Frontier AI safety claims - published assertions that a highly capable general-purpose model is below a threshold of concern, adequately mitigated, or suitable for release - increasingly shape model deployment, governance, and public trust. Yet the artefacts needed to evaluate them are routinely withheld, producing an evidential inversion: the most consequential claims in AI safety are often the least reproducible. This position paper argues that NeurIPS should require reproducibility standards for papers making such claims, treating non-reproducibility not as a transparency preference but as an evaluation-methodology failure. The 2026 International AI Safety Report [Bengio et al., 2026] concludes that reliable pre-deployment safety testing has become harder to conduct and that models now distinguish test from deployment contexts; the 2025 Foundation Model Transparency Index [Wan et al., 2025] reports a sector-average transparency score of 40/100 with no major developer adequately disclosing train-test overlap; contemporaneous measurement-theory work shows that attack-success-rate comparisons across systems are often founded on low-validity measurements [Chouldechova et al., 2025]. We propose a three-tier disclosure framework, distinguishing public, controlled, and claim-restricted disclosure, paired with a mandatory claim inventory, scope statements, and a phased implementation path with graduated sanctions. The framework treats secrecy and openness as endpoints of a spectrum, with controlled review (via a federated colloquium of qualified secure-review hosts) covering claims whose artefacts cannot be released publicly, and right-scaling claims whose artefacts cannot be reviewed even confidentially.

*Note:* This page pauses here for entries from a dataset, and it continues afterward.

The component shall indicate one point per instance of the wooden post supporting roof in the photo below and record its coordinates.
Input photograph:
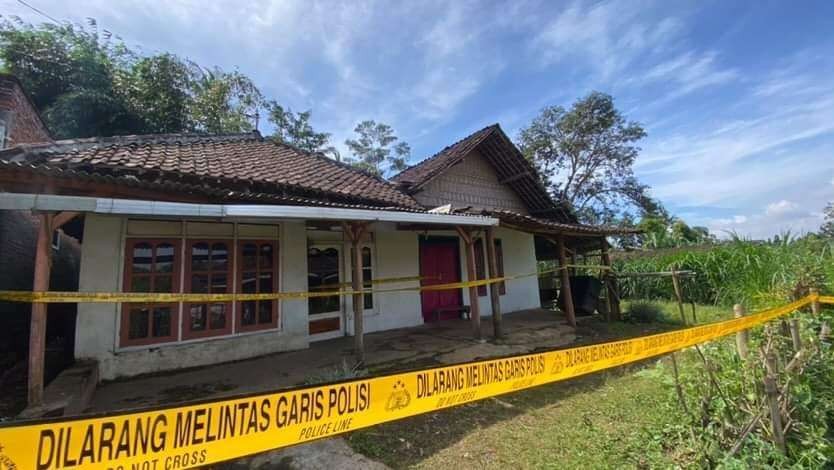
(567, 295)
(494, 288)
(47, 223)
(355, 231)
(612, 296)
(471, 275)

The standard the community applies to its most consequential claims should be at least as high as the standard it applies to its least.

preprint2026arXiv

The Evaluation Differential: When Frontier AI Models Recognise They Are Being Tested

Recent published evidence from frontier laboratories shows that contemporary AI models can recognise evaluation contexts, latently represent them, and behave differently under those contexts than under deployment-continuous conditions. Anthropic's BrowseComp incident, the Natural Language Autoencoder findings on SWE-bench Verified and destructive-coding evaluations, and the OpenAI / Apollo anti-scheming work all document instances of this phenomenon. We argue that these findings create a claim-validity problem for safety conclusions drawn from frontier evaluations. We introduce the Evaluation Differential (ED), a conditional divergence in a target behavioural property between recognised-evaluation and deployment-continuous contexts, define a normalised effect-size form (nED) for cross-property comparison, and prove that marginal evaluation scores cannot identify ED. We develop a typology of safety claims (ED-stable, ED-degraded, ED-inverted, ED-undetermined) by their warrant-status under documented divergence, and specify TRACE (Test-Recognition Audit for Claim Evaluation), an audit protocol that wraps existing evaluation infrastructure and produces restricted claims rather than capability scores. We apply the framework retrospectively to three publicly documented evaluation incidents and discuss governance implications for system cards, conformity assessment, and the international network of AI safety and security institutes. TRACE does not eliminate adversarial adaptation; it disciplines the claims drawn from evaluation evidence by making explicit the conditions under which that evidence was produced.